President of the Rochas Foundation Colleges and former Imo State governor, Owelle Rochas Okorocha, has raised the alarm over the increase in out-of-school children.
Okorocha also identified access to quality education as a viable tool to tackle security challenges in the northern parts of the country.
He said he will dedicate his life to fighting illiteracy which has continually fueled insecurity.
The former governor, who is also the Senator representing Imo West, urged well-to-do Nigerians to see how Almajirai can be given formal education, adding that as long as indigent children continue to roam the streets, insecurity will persist.
Okorocha, who spoke while receiving students of Rochas Okorocha Foundation College of Africa (ROFOCA) from South Sudan and Ethiopia in Abuja, said insurgency, banditry among others have linkage with illiteracy.
In his words, “all the well-to-do in the Southern and Northern parts of the country must pick at least one Almajiri and give him or her formal education. Insurgency is happening as a result of feeling of neglect, injustice and anger which is negatively expressed.

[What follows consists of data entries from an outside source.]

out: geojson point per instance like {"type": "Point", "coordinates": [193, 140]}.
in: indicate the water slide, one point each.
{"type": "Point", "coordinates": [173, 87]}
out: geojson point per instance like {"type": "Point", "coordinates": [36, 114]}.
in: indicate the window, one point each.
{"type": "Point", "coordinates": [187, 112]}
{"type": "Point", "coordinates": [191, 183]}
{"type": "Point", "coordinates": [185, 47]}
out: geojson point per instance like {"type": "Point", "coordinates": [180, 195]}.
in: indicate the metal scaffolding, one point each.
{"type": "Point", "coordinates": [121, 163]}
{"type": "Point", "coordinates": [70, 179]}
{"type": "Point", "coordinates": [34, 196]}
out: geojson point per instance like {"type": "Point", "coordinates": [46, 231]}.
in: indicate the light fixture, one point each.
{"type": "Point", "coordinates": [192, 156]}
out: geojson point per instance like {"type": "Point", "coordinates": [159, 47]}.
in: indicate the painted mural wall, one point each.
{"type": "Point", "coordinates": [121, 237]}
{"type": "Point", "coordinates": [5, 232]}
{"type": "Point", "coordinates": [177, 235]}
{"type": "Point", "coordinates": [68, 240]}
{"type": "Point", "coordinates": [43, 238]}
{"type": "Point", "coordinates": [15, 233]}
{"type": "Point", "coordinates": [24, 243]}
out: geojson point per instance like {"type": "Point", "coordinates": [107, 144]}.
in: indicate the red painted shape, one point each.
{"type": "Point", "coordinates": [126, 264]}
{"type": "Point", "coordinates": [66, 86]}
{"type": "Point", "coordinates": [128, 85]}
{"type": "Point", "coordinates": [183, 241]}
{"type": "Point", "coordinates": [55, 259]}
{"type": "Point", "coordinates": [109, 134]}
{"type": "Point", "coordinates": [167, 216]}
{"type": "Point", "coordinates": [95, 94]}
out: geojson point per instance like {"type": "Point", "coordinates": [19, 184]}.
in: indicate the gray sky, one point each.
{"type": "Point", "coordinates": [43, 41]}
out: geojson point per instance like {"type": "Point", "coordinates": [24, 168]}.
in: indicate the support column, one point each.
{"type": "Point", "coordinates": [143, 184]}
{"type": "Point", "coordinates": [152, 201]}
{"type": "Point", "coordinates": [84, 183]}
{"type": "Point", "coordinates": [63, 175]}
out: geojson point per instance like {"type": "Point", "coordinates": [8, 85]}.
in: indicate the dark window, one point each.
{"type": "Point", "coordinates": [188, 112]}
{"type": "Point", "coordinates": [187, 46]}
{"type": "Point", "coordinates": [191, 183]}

“In Nigeria we need to target the Almajiri children and give them quality education. Many of them have lost hope of becoming somebody in life. What will make them go into crime when they have the understanding that they can become a governor in the future? This is where the solution to ending insecurity in the region and by extension the country lies. We must all see them as our responsibilities.
“Do you ever think there would be any conflict between the North and South if this is done? No, It is through education that Nigeria can be united.”
The former governor also charged African leaders to make education accessible to poor children in the continent to give them opportunities like their counterparts in other parts of the world.
He added, “we need to join hands to tackle the issue of out-of-school children, it is another time bomb. At the Rochas Foundation College, we have trained over 30,000 students and among them today are doctors, lawyers and engineers, among others.
“We extended it to other African countries, today we have about 100 students from 22 African nations. So, we can leverage on education to develop the continent. African leaders are doing the much they can, but a lot more need to be done to educate African children.”